Do you think that there will ever be a time in your life when you have to say these words?
It was gruesome but necessary.
This expression is apparently famous in an online computer game, World of Warcraft, but has now become a popular horrific response attributed to the main suspect in the recent killings in Oslo, Norway. As we all know, around 90 innocent victims have been killed majority of which included a great number of youth campers in what appears to be a “necessary” act according to the main suspect.
You could read the story here.
I then wonder: Would the victims who survived this ordeal and the bereaved families of those who died ever accept the justification that their near-deaths and deaths, respectively, were necessary just to drive home a point and deliver a message to the government?
At this point in time, where the acts of terrorism happened so close to home, I cannot just remain apathetic about this. As a father, I was really appalled at how young people were subjected to this kind of “gruesome but necessary” violence early on in their lives.
And the root of all this is: Fanaticism.
Fanaticism, according to Wikipedia, is:
a belief or behavior involving uncritical zeal, particularly for an extreme religious or political cause or in some cases sports, or with an obsessive enthusiasm for a pastime or hobby. According to Winston Churchill, “A fanatic is one who can’t change his mind and won’t change the subject.”
In his book Crazy Talk, Stupid Talk, Neil Postman states that “the key to all fanatical beliefs is that they are self-confirming….(some beliefs are) fanatical not because they are ‘false’, but because they are expressed in such a way that they can never be shown to be false.”

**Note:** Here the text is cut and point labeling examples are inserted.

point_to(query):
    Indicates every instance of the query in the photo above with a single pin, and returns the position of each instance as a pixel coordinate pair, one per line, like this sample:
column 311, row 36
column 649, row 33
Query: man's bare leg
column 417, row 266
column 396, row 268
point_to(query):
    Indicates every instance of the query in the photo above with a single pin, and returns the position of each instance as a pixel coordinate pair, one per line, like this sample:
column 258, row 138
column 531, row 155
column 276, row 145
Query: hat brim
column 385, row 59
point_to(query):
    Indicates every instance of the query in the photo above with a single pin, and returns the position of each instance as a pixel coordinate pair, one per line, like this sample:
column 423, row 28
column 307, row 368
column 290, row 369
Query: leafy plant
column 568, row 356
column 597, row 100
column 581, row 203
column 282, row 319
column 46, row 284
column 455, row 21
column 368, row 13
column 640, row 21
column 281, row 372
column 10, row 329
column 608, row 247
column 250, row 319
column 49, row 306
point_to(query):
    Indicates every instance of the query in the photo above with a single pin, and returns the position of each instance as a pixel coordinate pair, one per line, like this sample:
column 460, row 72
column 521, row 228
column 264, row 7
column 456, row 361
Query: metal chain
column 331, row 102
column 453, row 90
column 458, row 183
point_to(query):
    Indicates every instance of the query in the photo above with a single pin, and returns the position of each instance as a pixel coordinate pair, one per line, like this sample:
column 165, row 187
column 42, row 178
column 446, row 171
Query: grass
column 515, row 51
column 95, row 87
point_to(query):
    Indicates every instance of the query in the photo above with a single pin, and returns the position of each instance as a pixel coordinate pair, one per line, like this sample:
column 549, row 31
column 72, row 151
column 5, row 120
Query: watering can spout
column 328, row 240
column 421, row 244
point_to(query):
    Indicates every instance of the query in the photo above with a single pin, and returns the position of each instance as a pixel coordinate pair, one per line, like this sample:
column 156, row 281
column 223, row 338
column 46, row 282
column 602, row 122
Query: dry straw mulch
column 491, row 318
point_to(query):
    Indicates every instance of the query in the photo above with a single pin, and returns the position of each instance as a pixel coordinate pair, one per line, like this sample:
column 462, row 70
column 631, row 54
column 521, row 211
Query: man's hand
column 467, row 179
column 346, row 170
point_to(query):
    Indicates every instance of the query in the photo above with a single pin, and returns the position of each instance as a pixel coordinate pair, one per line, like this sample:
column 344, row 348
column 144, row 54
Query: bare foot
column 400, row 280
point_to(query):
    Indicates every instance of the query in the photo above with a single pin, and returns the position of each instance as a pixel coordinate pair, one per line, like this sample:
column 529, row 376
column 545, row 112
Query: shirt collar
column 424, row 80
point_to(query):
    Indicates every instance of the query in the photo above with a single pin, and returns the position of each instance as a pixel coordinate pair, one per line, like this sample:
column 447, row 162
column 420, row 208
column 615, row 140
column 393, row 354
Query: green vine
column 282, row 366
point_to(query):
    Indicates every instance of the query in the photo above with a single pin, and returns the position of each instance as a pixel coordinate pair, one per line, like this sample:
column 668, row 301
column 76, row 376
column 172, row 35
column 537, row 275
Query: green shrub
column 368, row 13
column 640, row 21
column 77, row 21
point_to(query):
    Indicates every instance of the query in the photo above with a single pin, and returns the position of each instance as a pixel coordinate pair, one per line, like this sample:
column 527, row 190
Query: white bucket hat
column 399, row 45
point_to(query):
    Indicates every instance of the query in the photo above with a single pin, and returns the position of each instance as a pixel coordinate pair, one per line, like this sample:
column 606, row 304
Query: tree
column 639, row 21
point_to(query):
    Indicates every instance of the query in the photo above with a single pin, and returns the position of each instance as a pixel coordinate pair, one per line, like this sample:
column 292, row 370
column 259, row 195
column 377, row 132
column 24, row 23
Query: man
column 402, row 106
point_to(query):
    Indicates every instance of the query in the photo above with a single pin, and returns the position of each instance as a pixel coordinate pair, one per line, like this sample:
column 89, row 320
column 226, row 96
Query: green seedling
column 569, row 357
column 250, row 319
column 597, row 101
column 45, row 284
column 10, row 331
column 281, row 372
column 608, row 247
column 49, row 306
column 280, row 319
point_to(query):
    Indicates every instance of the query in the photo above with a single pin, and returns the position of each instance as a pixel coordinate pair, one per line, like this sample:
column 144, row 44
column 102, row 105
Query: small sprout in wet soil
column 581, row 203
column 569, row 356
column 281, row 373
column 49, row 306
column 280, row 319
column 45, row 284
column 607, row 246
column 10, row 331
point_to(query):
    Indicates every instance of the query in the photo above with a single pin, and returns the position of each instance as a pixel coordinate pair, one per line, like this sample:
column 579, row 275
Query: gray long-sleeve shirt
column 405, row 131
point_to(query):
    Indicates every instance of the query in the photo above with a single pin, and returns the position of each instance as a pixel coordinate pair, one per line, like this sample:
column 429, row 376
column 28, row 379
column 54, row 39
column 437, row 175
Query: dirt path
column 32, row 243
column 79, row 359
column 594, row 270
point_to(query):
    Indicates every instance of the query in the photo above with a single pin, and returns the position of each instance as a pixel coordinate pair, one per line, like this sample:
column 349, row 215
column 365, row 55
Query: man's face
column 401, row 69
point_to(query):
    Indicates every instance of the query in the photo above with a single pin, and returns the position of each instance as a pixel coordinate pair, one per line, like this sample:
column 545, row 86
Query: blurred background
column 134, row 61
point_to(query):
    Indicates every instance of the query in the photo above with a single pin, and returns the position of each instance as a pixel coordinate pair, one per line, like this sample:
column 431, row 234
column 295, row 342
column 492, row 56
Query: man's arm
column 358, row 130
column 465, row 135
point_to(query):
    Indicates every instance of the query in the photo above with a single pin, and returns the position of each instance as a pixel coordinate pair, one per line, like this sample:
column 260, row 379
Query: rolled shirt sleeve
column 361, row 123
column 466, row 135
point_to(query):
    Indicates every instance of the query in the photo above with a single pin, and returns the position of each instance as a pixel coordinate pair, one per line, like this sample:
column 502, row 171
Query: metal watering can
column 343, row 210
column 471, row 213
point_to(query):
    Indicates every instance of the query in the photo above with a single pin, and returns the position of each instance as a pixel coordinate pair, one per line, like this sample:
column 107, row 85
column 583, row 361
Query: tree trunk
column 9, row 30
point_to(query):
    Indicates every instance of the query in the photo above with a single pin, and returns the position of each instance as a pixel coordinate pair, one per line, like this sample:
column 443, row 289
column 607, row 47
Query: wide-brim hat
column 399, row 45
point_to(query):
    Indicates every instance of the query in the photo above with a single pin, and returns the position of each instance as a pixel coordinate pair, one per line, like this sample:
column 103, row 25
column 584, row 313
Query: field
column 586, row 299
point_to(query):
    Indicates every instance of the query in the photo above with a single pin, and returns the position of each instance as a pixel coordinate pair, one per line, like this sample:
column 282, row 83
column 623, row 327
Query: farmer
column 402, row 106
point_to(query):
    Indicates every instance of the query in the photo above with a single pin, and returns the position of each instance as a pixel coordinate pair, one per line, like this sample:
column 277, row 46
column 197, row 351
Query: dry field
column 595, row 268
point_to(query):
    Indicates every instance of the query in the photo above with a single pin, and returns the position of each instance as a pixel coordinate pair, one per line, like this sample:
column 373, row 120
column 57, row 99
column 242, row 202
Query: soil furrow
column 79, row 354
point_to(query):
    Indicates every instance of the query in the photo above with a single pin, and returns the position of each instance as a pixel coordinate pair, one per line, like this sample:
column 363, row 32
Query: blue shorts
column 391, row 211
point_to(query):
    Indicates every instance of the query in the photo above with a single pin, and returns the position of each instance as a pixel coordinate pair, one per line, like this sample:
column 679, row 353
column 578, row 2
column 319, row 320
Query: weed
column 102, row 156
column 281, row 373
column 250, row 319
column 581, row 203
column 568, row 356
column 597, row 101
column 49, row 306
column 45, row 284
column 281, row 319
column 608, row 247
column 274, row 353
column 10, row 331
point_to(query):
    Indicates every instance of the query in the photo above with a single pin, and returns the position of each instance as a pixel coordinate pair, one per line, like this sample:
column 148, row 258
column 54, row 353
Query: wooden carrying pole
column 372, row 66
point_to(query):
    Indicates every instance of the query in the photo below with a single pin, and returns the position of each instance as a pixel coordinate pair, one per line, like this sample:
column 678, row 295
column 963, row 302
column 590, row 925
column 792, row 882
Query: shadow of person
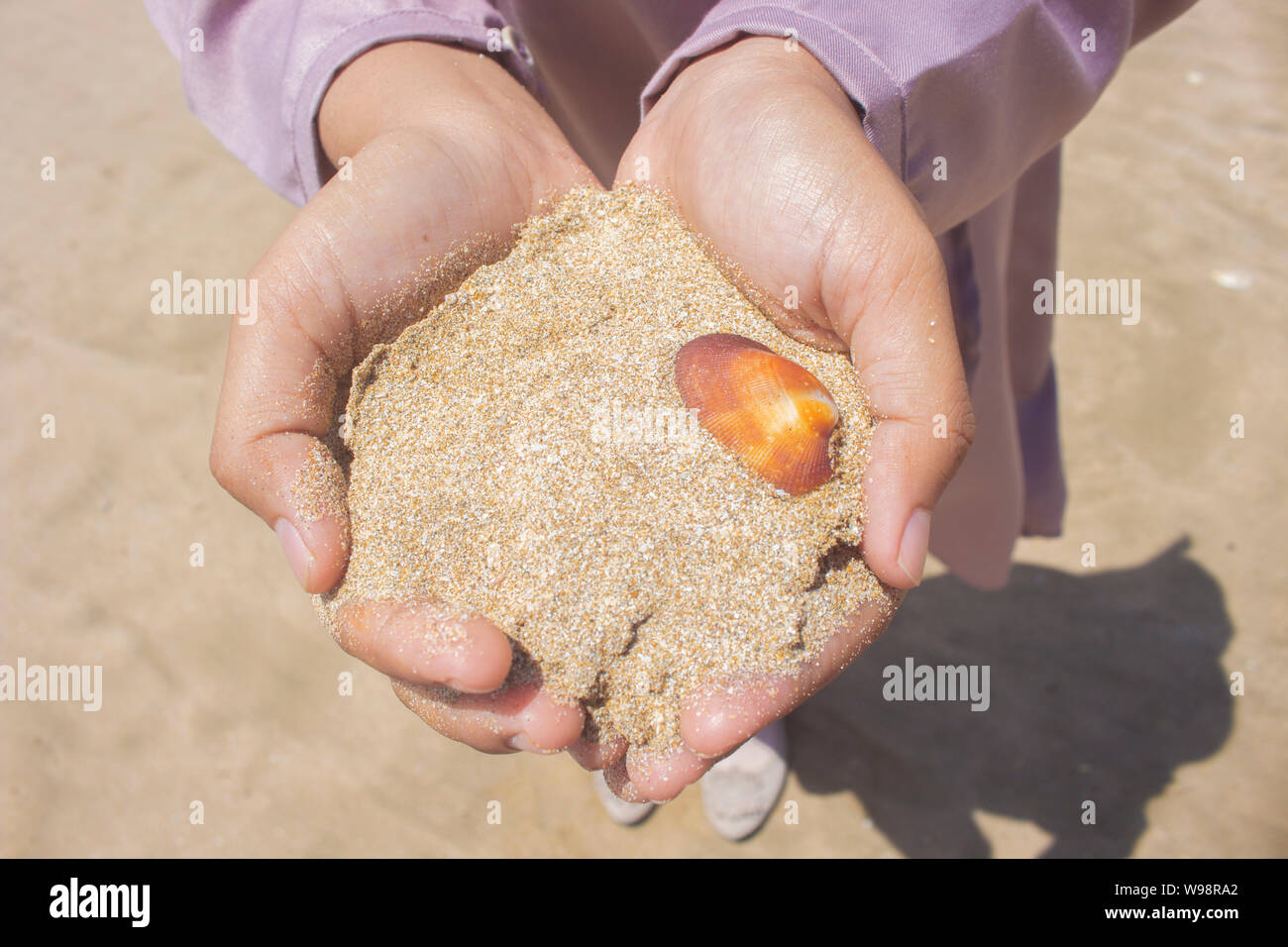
column 1100, row 685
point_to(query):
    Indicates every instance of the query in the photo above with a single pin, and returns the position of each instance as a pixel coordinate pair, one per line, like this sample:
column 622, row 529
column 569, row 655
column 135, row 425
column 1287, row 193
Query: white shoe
column 739, row 791
column 621, row 812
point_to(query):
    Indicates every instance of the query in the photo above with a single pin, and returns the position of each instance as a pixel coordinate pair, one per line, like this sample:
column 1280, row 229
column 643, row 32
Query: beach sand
column 1108, row 684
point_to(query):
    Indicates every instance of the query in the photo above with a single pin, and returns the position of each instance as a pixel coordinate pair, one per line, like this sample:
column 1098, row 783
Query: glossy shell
column 769, row 411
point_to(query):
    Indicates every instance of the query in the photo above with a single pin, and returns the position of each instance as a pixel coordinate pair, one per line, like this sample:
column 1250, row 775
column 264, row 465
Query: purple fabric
column 988, row 85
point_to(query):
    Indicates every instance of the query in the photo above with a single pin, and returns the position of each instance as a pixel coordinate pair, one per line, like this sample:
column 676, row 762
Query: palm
column 771, row 163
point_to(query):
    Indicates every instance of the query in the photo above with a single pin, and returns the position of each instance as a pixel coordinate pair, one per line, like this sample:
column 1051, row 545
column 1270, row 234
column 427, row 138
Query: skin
column 763, row 153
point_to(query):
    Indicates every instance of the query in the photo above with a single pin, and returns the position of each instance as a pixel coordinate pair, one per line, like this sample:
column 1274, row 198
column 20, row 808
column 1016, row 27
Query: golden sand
column 522, row 453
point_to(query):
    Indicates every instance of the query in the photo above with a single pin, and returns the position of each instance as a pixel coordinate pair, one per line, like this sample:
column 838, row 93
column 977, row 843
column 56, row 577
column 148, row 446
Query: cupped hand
column 439, row 149
column 763, row 154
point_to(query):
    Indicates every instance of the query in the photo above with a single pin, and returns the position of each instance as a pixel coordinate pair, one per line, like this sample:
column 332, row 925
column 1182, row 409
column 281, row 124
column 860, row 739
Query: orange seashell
column 774, row 415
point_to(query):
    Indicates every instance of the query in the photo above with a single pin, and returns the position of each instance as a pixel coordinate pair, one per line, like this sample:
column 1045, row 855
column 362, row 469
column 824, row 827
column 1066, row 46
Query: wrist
column 417, row 84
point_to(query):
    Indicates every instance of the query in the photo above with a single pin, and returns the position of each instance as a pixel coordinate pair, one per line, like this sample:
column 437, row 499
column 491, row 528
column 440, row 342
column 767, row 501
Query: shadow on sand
column 1102, row 684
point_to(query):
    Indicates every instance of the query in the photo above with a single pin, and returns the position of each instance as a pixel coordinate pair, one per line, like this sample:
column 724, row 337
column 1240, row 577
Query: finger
column 660, row 777
column 518, row 716
column 896, row 315
column 617, row 779
column 596, row 753
column 720, row 719
column 365, row 257
column 425, row 643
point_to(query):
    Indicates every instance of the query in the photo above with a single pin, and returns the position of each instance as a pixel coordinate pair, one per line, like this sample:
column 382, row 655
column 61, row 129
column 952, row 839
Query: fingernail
column 519, row 741
column 296, row 553
column 914, row 545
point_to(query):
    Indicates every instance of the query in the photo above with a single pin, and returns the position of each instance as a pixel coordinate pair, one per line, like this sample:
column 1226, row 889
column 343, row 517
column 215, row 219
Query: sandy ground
column 1108, row 684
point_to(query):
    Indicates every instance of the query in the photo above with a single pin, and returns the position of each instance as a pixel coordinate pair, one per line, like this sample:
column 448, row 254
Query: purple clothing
column 990, row 85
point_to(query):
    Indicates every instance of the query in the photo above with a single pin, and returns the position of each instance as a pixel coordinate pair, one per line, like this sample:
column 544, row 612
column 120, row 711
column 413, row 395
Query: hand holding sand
column 446, row 149
column 764, row 154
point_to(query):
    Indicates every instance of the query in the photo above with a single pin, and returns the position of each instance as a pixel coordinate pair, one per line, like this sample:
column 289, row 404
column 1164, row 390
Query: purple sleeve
column 988, row 86
column 254, row 72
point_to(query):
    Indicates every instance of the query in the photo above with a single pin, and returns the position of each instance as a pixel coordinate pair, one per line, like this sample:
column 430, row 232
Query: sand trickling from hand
column 522, row 453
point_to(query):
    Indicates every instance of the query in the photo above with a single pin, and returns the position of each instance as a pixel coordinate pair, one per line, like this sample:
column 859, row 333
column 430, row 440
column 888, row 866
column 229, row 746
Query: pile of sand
column 523, row 453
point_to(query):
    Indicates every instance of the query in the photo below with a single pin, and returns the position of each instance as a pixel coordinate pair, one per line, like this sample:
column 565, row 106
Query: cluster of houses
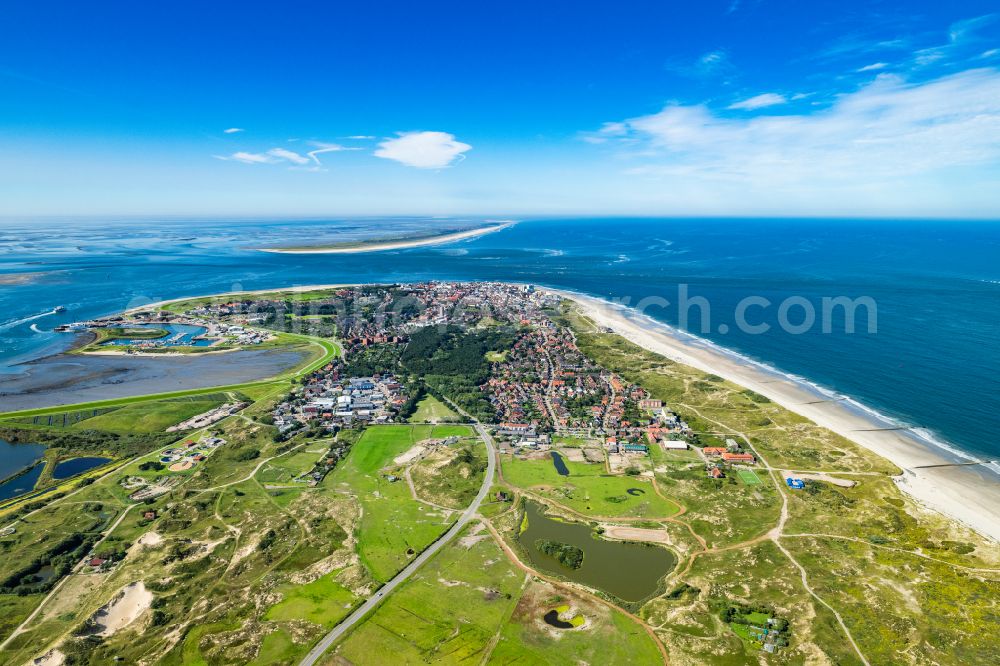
column 188, row 454
column 208, row 418
column 717, row 458
column 338, row 403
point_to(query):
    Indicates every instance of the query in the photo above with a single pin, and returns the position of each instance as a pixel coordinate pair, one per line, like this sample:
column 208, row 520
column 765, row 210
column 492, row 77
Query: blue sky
column 738, row 107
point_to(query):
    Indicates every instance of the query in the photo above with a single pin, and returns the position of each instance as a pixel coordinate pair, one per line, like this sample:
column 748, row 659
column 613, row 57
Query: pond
column 560, row 464
column 177, row 335
column 630, row 571
column 15, row 457
column 552, row 618
column 74, row 466
column 19, row 485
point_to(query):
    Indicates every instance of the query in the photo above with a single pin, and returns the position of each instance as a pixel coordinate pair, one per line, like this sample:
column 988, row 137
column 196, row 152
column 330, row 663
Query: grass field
column 155, row 416
column 394, row 526
column 589, row 489
column 448, row 612
column 606, row 637
column 749, row 477
column 432, row 410
column 324, row 602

The behavior of a fan with overwhelming enthusiasm for a given subject is differentiated from the behavior of a fanatic by the fanatic’s violation of prevailing social norms. Though the fan’s behavior may be judged as odd or eccentric, it does not violate such norms. A fanatic differs from a crank, in that a crank is defined as a person who holds a position or opinion which is so far from the norm as to appear ludicrous and/or probably wrong, such as a belief in a Flat Earth. In contrast, the subject of the fanatic’s obsession may be “normal”, such as an interest in religion or politics, except that the scale of the person’s involvement, devotion, or obsession with the activity or cause is abnormal or disproportionate.
How strongly do we really feel about things that we believe in?
How far could we really go in pursuit of something that we feel passionately about?
What extremes are we capable of doing in the name of an idea?
Can You Justify Saying That “Yes, It Was Gruesome But Necessary?”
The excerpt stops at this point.